Greek Word Devos – sōtēr

In our Greek Word Devotional series, we discuss some of our favorite passages in the Bible, focusing on the specific use of certain Greek words. Today, we look at 1 Timothy 4:10.

“For this reason we labor and strive, because we put our hope in the living God, who is the Savior of all people, especially of those who believe.”

The following is an excerpt from the CSB Study Bible.

Greek pronunciation: soh TAYR
CSB translation: Savior
Uses in 1 Timothy: 3
Uses in the NT: 24
Focus passage: 1 Timothy 4:10

Outside the NT, the title sōtēr (savior, deliverer) was applied to deserving men, leading officials, rulers, or deities (e.g., of Roman emperors Julius Caesar, Nero, and Vespasian). The term had connotations of protector, deliverer, preserver, or savior. In the NT, sōtēr refers exclusively to Jesus Christ and to God the Father, with a focus on their saving, delivering character as expressed through their actions. As Savior, Christ grants repentance and forgiveness of sin (Ac 5:31), protects and saves the church (Eph 5:23), will come again to deliver his people from this world (Php 3:20), has made possible the outpouring of the Spirit (Ti 3:6), has abolished death (2Tm 1:10), and has authority in his kingdom (2Pt 1:11). God is “the Savior of all people, especially of those who believe” (1Tm 4:10), and “wants everyone to be saved” (1Tm 2:4). He manifested his love in his saving acts toward the church (Ti 3:4), he poured out the Holy Spirit (Ti 3:6), and he deserves praise and adoration (Jd 25).

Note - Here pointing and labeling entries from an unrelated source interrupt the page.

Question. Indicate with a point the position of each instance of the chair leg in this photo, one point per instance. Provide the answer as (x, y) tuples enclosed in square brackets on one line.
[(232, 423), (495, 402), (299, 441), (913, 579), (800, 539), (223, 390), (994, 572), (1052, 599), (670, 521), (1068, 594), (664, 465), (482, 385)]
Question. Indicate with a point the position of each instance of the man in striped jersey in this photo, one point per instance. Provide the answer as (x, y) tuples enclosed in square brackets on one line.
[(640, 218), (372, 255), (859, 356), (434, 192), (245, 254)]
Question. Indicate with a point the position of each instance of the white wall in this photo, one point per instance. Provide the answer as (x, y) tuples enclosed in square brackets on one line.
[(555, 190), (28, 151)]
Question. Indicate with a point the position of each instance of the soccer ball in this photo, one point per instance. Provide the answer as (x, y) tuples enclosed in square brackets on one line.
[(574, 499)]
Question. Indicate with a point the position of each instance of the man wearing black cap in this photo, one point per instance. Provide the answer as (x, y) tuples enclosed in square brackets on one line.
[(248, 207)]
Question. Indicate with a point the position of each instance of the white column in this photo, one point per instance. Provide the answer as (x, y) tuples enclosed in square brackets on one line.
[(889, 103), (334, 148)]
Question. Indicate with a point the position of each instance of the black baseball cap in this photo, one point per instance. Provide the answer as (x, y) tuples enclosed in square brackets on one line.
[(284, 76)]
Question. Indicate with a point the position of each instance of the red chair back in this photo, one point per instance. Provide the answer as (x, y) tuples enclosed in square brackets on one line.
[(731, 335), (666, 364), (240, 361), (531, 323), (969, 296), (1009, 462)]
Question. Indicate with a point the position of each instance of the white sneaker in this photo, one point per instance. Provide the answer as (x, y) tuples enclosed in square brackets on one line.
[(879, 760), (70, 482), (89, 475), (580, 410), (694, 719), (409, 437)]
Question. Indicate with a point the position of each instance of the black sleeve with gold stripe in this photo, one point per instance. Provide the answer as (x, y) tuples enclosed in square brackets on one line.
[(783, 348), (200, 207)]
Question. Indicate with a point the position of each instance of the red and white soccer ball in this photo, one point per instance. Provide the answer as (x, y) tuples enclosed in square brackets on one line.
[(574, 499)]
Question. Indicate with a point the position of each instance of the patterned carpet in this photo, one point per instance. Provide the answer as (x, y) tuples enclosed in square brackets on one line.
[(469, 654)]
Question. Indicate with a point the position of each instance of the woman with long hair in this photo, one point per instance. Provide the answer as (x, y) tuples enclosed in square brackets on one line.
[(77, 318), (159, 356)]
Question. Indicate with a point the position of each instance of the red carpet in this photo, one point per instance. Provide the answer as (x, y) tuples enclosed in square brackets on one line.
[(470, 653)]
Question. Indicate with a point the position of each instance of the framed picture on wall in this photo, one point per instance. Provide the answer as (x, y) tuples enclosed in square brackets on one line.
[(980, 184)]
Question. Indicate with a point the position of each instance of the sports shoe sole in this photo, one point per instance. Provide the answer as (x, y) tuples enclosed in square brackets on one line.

In this passage, we are reminded of something that I think we as Christians can often forget: God is the Savior of all people. Sometimes, we get so focused on our own communities that we forget that the neighbor across the street, the coworker, the distant relative, and everyone in between are also loved by God, and his death is for their redemption as much as ours.

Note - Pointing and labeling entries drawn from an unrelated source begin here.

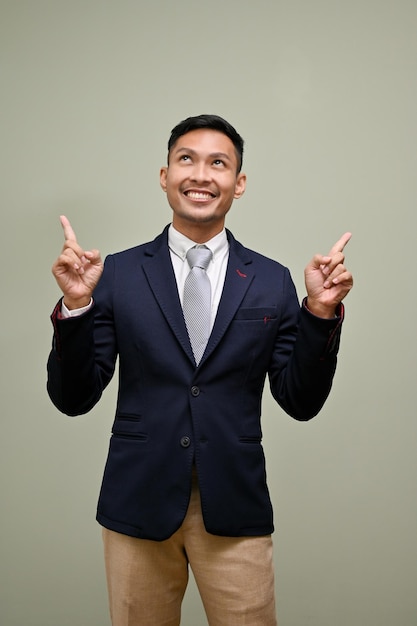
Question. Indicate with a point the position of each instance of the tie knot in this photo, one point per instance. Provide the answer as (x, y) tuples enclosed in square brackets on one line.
[(199, 256)]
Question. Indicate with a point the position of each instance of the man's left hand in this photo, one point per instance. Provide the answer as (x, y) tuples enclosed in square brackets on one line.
[(327, 280)]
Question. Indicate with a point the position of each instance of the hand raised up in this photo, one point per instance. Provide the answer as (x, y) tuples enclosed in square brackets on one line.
[(76, 271), (327, 280)]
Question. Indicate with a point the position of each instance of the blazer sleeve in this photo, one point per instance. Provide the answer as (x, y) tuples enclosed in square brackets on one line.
[(84, 352), (304, 360)]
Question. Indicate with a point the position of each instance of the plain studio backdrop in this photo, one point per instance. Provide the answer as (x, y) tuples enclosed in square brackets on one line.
[(324, 93)]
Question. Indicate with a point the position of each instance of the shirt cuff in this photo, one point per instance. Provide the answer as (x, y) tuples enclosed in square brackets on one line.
[(65, 312)]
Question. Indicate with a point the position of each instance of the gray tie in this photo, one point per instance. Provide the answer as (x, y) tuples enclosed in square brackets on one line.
[(197, 300)]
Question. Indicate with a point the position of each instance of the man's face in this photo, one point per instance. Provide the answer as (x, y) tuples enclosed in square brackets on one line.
[(201, 182)]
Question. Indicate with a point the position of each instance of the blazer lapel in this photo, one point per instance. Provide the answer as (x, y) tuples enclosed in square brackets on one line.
[(161, 278), (239, 276), (160, 274)]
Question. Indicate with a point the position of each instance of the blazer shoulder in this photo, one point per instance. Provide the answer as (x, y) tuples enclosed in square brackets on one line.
[(252, 256), (142, 250)]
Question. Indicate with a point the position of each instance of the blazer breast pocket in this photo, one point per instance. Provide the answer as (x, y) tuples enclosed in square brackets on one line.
[(256, 314)]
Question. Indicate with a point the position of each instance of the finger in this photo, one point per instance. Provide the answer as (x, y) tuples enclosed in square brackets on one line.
[(68, 231), (339, 245)]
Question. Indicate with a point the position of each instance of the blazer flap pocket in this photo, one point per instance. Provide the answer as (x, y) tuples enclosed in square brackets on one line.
[(127, 423)]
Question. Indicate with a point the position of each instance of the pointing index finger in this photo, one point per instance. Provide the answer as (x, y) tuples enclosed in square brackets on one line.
[(68, 231), (339, 245)]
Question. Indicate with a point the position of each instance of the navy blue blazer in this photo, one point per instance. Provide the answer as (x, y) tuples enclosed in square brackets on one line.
[(171, 414)]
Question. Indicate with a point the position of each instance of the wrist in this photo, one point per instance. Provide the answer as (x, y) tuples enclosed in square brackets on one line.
[(76, 303), (320, 310)]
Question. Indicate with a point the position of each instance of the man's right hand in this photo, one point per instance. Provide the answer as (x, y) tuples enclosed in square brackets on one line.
[(76, 271)]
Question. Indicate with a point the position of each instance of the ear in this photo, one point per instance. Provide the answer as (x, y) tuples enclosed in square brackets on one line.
[(163, 178), (240, 185)]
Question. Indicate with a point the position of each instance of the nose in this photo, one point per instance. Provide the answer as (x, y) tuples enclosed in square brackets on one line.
[(200, 173)]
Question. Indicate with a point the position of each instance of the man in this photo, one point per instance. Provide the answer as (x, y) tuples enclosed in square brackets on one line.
[(185, 480)]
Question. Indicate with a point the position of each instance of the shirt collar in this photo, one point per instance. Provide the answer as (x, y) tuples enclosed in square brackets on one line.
[(179, 244)]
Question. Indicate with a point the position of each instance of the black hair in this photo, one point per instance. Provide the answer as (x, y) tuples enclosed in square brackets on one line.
[(213, 122)]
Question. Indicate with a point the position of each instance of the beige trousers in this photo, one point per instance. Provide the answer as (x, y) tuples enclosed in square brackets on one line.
[(147, 579)]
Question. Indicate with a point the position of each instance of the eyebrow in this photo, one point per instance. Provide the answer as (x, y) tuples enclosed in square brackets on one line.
[(213, 155)]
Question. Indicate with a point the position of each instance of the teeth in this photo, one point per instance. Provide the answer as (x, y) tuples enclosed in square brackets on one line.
[(198, 195)]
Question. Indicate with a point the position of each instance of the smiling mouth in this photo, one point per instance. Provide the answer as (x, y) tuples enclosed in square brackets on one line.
[(199, 196)]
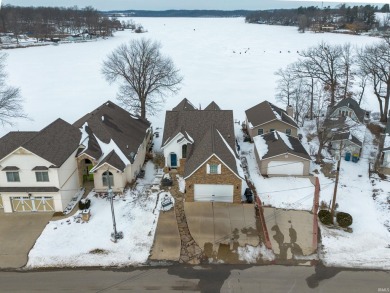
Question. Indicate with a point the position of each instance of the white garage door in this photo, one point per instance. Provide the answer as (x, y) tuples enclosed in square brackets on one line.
[(211, 192), (285, 168), (33, 204)]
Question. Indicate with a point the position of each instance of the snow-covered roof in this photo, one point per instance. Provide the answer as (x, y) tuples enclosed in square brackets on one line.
[(276, 143)]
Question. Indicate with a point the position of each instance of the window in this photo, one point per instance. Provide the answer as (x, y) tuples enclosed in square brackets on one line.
[(213, 169), (107, 175), (42, 176), (184, 151), (13, 176)]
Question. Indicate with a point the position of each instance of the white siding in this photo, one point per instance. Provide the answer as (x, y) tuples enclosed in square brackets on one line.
[(285, 168), (26, 161), (174, 147)]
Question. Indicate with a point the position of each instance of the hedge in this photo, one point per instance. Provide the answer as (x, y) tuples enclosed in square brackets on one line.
[(325, 217), (344, 219)]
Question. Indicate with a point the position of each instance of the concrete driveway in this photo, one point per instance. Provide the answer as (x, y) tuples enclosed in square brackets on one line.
[(290, 232), (219, 228), (167, 241), (18, 233)]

I don’t mean to say that we don’t know this intellectually, but it’s one thing to know in our head and a completely different thing to know it in our heart. Sometimes, we let our orthodoxy interfere with our orthopraxy – our beliefs on what God “looks for” in a believer may hinder us from making disciples, because that person is just “too far gone,” or “there’s no way they’d listen.”

What would it look like if we actually believed that Christ yearns for everyone to know him? That his redeeming work was for everyone? How would our lives change?

Let us radically live out the truth that Christ wants everyone to be saved. Let us be reminded that his death and resurrection is for us all. Let us praise and adore him.